With our countdown to hubby's deployment date now in single digits, I am pretty much freaking out.
I may look calm, sitting here licking my ice cream cone (today's craving) while I type one-handed......but on the inside I am so stressed about everything! I'm not READY! I expected to have so many things done by now.....I know the baby won't even BE here for 5 more months, but I really wanted hubby to be invloved in some of the baby prep stuff......like painting the nursery, assembling the crib, you know, all the FUN stuff. (the stuff Mommies tell Daddies is 'fun' so they will help us)
I did pick up paint chips yesterday to find the exact right wall color, but there is simply NO WAY hubby will have a chance to do anything with this before he leaves. I know his sister loves to paint rooms, and has already agreed to come and help me with the nursery, but I am bummed that hubby won't see the magical transformation I am envisioning in the nursery. Sure, he will see the final result, but its just not the same.
So why am I even wasting time worrying about this, when there is obviously NOTHING I can do about it?

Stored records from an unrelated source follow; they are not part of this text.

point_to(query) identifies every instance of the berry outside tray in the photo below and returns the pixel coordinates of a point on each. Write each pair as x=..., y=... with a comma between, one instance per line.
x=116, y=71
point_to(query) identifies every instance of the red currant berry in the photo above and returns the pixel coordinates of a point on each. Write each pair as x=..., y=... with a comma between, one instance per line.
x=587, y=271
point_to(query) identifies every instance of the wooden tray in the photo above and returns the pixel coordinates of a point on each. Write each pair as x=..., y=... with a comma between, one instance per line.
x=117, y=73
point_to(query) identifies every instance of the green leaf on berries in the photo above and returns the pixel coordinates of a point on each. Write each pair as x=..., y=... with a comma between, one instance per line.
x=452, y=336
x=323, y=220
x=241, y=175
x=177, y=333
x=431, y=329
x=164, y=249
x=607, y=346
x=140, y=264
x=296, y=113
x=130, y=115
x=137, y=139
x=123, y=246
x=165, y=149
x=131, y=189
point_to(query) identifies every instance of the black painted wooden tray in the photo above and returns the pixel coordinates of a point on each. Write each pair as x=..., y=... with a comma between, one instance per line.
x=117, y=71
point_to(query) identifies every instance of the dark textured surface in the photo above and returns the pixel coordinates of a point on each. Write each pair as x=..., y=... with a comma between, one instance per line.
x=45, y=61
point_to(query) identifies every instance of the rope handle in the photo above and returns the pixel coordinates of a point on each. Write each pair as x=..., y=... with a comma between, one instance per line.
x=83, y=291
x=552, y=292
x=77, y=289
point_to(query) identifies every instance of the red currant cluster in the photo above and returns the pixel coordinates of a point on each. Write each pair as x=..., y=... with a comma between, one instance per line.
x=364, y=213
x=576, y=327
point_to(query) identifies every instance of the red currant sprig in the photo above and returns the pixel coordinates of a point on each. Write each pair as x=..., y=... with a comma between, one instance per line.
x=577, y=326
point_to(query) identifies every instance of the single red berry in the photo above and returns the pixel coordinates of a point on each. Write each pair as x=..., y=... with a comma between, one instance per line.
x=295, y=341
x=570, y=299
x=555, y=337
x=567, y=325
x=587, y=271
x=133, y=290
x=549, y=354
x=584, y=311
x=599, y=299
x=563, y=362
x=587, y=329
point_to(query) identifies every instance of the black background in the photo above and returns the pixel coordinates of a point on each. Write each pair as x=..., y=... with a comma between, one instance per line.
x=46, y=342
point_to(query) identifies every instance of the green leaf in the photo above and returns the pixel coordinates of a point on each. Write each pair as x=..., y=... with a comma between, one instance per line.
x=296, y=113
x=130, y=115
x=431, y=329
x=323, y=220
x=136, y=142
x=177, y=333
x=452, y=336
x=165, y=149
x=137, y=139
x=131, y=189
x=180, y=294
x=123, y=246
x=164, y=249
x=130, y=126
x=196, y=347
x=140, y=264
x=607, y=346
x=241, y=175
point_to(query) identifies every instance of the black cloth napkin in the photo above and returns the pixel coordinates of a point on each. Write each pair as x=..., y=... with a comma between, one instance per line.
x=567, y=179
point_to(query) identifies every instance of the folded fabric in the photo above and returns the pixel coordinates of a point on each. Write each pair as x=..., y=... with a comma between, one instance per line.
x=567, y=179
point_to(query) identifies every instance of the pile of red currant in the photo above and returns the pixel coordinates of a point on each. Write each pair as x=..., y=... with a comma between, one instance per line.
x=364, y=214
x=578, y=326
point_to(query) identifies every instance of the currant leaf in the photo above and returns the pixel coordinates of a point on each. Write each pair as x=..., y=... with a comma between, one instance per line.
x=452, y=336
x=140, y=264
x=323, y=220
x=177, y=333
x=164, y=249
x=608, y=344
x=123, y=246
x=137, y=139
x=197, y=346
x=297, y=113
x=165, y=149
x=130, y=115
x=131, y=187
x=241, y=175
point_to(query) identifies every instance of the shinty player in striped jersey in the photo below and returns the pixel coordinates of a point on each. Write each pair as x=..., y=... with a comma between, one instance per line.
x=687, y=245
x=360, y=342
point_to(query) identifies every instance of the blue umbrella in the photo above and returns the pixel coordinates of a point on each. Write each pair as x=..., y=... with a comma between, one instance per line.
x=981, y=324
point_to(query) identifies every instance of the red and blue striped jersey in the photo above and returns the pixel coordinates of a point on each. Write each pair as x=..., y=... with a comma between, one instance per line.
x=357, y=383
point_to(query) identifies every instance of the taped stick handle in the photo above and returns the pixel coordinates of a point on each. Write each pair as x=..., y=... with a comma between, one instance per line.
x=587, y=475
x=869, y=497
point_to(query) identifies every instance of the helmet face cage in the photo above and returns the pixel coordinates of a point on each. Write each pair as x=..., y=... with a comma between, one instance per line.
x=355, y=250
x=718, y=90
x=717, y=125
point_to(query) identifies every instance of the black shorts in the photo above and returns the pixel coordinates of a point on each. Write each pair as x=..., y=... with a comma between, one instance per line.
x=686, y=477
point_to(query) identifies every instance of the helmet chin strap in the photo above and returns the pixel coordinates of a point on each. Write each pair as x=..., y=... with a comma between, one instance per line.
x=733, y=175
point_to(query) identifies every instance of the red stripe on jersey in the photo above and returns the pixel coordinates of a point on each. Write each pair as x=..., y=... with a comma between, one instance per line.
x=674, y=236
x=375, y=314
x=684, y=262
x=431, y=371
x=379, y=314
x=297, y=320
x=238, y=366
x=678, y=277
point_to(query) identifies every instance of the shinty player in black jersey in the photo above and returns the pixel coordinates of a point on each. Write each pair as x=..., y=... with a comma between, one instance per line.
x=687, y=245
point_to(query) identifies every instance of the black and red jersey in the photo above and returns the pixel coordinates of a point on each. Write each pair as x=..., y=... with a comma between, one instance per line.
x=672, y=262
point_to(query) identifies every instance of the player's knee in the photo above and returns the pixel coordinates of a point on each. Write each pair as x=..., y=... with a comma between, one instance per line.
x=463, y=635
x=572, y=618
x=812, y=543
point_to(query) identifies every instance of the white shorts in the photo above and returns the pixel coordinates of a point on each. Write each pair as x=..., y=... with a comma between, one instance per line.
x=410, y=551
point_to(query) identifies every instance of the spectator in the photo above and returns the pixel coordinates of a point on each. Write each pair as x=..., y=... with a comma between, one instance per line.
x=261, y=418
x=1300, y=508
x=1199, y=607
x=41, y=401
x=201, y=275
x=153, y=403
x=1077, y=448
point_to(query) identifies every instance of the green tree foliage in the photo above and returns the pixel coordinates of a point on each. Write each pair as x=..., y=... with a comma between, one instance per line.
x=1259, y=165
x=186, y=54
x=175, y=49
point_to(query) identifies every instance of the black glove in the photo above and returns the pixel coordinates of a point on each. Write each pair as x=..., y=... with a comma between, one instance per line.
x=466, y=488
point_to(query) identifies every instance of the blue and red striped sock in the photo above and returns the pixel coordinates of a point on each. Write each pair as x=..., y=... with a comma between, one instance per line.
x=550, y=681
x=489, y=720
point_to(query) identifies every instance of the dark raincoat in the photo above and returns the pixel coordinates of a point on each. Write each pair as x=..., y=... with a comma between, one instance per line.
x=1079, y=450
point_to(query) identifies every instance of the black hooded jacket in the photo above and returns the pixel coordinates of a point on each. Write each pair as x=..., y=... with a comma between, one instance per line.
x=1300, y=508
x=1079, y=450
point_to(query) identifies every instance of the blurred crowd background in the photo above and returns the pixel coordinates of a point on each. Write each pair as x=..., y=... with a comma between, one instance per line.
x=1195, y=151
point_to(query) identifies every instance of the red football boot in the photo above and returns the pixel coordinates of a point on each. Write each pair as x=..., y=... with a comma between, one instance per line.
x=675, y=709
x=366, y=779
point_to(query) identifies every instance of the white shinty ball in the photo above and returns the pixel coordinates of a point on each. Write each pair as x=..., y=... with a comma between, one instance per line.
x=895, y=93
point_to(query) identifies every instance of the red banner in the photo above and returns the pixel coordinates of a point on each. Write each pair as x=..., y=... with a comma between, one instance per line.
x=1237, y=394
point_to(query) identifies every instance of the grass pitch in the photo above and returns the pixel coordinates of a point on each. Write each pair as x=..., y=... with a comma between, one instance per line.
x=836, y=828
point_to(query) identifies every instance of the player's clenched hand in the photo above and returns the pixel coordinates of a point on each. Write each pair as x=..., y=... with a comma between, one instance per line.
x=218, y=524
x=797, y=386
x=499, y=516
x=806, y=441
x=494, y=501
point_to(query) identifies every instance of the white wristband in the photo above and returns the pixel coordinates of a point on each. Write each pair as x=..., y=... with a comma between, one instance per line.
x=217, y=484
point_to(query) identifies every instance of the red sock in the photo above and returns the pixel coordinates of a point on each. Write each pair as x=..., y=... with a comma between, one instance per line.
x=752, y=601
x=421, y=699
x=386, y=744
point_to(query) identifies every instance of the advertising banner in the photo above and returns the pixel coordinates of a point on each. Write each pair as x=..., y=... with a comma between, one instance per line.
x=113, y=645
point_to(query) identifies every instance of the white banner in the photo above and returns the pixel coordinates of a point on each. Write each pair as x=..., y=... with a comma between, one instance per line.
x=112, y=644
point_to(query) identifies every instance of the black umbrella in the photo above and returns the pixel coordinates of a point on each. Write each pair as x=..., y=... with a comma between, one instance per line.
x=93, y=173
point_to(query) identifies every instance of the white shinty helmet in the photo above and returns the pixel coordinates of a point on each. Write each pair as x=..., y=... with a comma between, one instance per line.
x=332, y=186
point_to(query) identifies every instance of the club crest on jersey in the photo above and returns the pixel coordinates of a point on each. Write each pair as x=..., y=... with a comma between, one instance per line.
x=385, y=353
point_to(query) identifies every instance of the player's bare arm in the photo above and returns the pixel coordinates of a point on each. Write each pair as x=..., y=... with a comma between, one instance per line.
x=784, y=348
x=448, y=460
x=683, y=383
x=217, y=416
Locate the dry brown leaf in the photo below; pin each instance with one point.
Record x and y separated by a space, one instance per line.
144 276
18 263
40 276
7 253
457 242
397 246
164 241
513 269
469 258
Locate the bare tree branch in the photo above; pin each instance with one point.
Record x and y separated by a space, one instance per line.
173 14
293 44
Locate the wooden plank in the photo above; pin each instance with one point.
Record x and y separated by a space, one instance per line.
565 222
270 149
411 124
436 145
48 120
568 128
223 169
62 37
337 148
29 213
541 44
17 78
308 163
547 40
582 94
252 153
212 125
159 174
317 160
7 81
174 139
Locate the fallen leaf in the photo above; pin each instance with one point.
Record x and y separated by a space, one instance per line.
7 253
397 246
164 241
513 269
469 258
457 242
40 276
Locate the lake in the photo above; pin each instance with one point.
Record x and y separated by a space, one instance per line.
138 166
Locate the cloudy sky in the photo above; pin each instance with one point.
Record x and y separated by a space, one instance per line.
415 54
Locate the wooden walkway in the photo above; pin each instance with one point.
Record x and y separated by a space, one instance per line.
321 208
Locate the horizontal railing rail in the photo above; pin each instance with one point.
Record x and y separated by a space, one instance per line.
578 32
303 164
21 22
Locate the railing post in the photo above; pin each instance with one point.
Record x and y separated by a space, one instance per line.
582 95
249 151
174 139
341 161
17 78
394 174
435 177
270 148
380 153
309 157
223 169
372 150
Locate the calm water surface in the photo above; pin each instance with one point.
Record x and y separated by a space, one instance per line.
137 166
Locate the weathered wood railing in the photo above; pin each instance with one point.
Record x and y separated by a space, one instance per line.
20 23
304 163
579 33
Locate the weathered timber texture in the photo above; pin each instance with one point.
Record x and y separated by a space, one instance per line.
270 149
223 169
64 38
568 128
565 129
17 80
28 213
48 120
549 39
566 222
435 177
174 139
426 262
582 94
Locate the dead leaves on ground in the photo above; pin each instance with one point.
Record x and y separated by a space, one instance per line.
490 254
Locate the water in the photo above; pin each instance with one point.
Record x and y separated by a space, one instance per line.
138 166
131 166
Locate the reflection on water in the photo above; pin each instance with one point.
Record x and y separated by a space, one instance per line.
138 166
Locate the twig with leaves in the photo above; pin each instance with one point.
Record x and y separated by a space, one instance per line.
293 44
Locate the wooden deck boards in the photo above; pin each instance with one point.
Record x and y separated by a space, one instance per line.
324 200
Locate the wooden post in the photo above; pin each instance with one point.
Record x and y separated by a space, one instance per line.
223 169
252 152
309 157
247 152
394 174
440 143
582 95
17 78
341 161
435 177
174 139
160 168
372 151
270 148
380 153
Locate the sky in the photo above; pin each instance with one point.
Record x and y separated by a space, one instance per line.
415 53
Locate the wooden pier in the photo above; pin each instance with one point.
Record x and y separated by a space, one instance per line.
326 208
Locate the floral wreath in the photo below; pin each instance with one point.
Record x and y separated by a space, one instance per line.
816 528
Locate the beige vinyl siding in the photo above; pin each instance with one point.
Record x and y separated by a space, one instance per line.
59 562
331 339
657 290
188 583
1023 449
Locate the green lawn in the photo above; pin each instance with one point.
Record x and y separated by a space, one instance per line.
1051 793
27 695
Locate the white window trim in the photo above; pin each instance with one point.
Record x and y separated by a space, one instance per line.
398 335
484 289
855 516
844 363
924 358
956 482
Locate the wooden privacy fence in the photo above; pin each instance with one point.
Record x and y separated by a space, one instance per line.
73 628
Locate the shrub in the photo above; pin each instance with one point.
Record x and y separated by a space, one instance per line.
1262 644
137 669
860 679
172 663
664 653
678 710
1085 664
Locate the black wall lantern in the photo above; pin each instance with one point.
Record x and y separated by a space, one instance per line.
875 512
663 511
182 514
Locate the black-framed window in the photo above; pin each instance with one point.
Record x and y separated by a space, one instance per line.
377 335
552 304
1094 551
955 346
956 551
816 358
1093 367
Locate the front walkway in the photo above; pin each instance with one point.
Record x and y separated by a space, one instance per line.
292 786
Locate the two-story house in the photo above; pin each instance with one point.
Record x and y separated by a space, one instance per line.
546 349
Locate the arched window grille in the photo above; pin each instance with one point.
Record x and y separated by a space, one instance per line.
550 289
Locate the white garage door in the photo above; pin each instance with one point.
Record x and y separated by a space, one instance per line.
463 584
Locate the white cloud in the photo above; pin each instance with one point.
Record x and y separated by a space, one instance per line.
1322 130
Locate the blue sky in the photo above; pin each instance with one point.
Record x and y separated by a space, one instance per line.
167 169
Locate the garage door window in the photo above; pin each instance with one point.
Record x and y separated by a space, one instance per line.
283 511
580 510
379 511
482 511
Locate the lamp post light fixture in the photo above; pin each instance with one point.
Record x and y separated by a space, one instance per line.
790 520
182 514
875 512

Because it takes my mind off the bigger worries. This particular stress is sort of a vacation for my mind.
There are just SO MANY things we haven't had time to do, and now I am frantically budgeting time trying to prioritize what really MUST be done before this baby's daddy leaves. Might be easier if he and I could agree on some of these things, but at the moment our priorities appear to be very different. For instance, in his world, sleep is not optional. In mine, sleep is an absolute luxury, which I have not been able to get much of lately.
But the sleep thing is my own fault, as I am choosing to stress over little stuff (guaranteed to keep you awake, no matter how tired you are!)
I know, I really do need to knock it off. Not good for the baby and all that.
Hence the ice cream cone.
Trying to just RELAX.
And let go of all the 'plans' that must now be scrapped because we are OUT OF TIME.